Mindestens elf Tote bei verheerendem Brand in Autoteilefabrik in Südkorea

Bei einem verheerenden Brand in einer Autoteilefabrik in Südkorea sind den Behörden zufolge mindestens elf Menschen ums Leben gekommen. Bei dem Feuer in der Fabrik in der Stadt Daejeon im Zentrum des Landes seien zudem mindestens 25 Menschen schwer verletzt worden, sagte ein Behördenvertreter am Samstag der Nachrichtenagentur AFP. Südkoreas Staatschef Lee Jae Myung forderte Verbesserungen beim Arbeitsschutz.

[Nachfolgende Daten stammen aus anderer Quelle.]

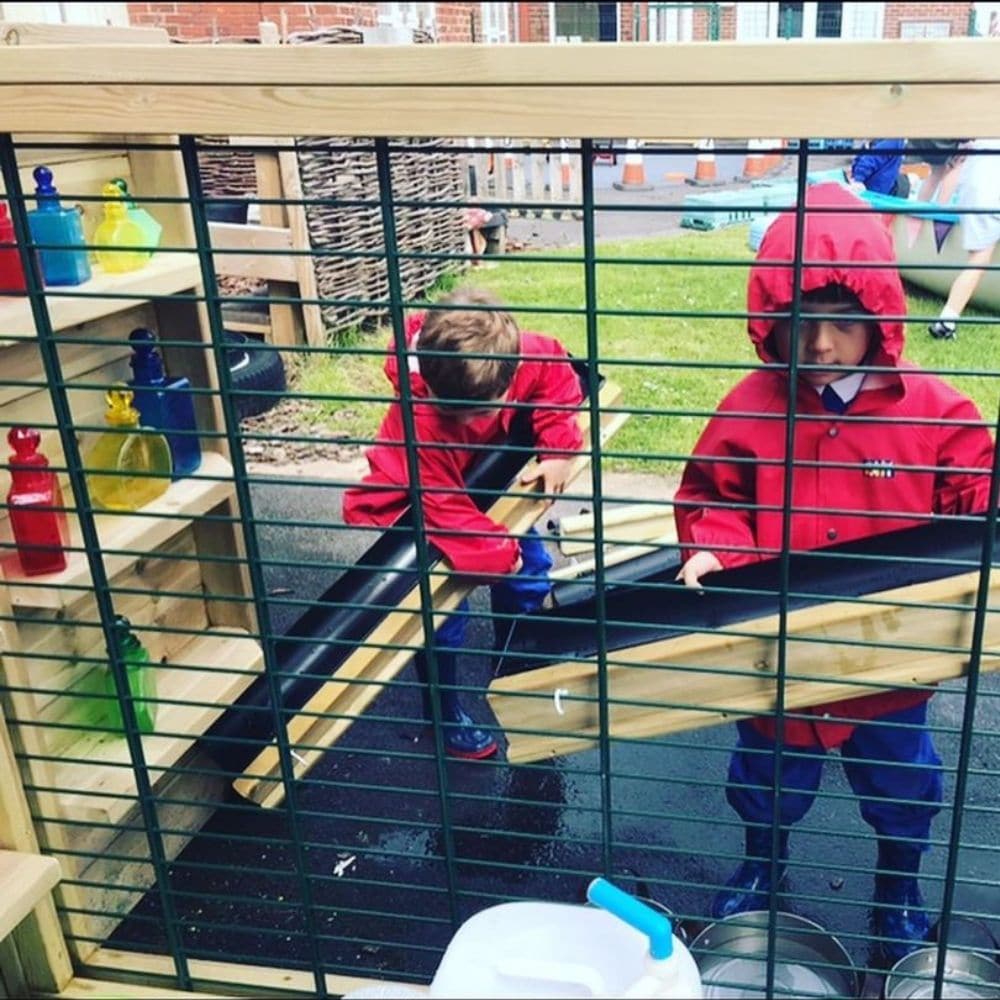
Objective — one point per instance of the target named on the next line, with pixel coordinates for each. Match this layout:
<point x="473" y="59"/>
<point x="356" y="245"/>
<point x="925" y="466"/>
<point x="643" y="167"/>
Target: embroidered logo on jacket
<point x="878" y="468"/>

Laut den vorliegenden Informationen hätten 34 weitere Menschen leichtere Verletzungen davon getragen, erklärte der Vertreter der zuständigen Abteilung des Innenministeriums. Demnach war der Brand am Samstagnachmittag (Ortszeit) gelöscht, es wurden aber noch drei Menschen vermisst. Zur Brandursache äußerten sich die Behörden zunächst nicht. Nach Angaben der südkoreanischen Nachrichtenagentur Yonhap war das Feuer am Freitagmittag (Ortszeit) ausgebrochen und hatte sich rasch ausgebreitet.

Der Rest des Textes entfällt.